The issue of data protection continues to be one of the main topics in IT law, following a spate of high-profile cyber-attacks in the past few years. What regulatory changes have you seen to try and prevent further attacks and have these caused an increase in work for you?
Richard Kemp: As data volumes explode (currently at the rate of 10 times every five years) and computing migrates to the cloud, data regulation continues to become more intrusive and onerous. In addition to all the changes we’re seeing around data protection (the progress of the new General Data Protection Regulation, fallout from the Schremsand Weltimmo cases), clients are getting to grips with what big data and the internet of things means for them in terms of the personal data that they control and process. Along with data protection, data sovereignty (when government or other agencies can access your data in the cloud without your knowing) and data security (the technical, legal, organisational and management steps an organisation takes to achieve its desired security outcomes) are becoming increasingly important to all our clients. These regulatory changes mean we’re looking at a whole new practice area around data law.

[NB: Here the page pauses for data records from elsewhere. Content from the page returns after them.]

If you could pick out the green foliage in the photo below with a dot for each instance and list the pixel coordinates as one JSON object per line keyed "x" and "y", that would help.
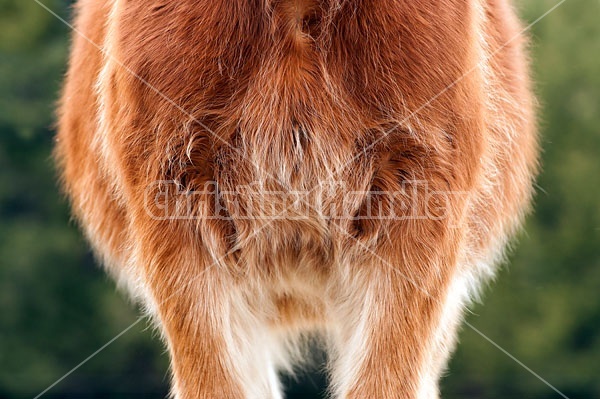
{"x": 57, "y": 307}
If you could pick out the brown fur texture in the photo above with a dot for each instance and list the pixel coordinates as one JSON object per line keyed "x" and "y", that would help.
{"x": 316, "y": 110}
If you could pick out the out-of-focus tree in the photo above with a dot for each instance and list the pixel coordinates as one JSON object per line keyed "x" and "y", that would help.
{"x": 57, "y": 307}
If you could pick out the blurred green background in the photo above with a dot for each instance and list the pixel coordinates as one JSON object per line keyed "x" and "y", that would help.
{"x": 57, "y": 307}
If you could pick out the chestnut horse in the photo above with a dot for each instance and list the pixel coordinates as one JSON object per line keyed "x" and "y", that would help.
{"x": 256, "y": 172}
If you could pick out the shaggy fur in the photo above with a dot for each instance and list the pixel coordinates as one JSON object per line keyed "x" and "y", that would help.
{"x": 235, "y": 164}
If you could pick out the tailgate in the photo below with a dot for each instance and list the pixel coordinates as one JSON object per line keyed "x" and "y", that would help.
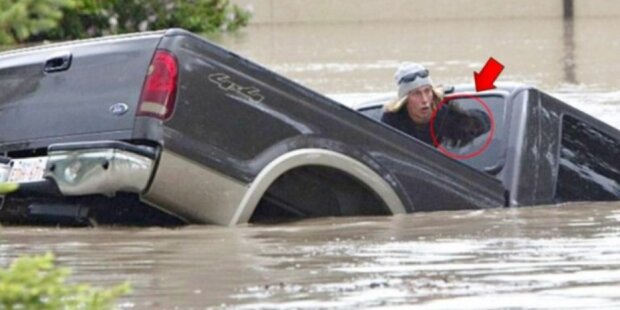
{"x": 88, "y": 87}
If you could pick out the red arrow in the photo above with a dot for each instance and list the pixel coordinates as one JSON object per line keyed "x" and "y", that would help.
{"x": 487, "y": 76}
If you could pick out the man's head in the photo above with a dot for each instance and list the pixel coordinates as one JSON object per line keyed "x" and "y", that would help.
{"x": 415, "y": 84}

Outsourcing is another area which was mentioned regularly during our research and identified as a leading trend. Has this been the case in your jurisdiction, and are there any other major trends affecting your work?
Richard Kemp: Outsourcing continues to be a major cost and efficiency driver in the UK for a range of our clients, particularly as it becomes practical to do smaller, more granular outsourcing deals with a high degree of confidence. Another major trend is the third platform, a term coined by research consultancy IDC to describe the convergence of the cloud, big data and mobile. Cloud data centres are the engine room of the cloud, which is now the “new normal”, with cloud services growing at 25 per cent per year, and many clients are increasingly putting out their workloads to the cloud. Data volumes – 80 per cent unstructured from the internet – are growing at the rate of 10 times every five years and clients are starting enterprise-wide information governance and big data analytics projects to harness competitive advantage. Mobile has an impact in many ways – not least in reshaping the boundaries between work and home life, with mobiles and bring-your-own-device. All these trends generate work for IT lawyers.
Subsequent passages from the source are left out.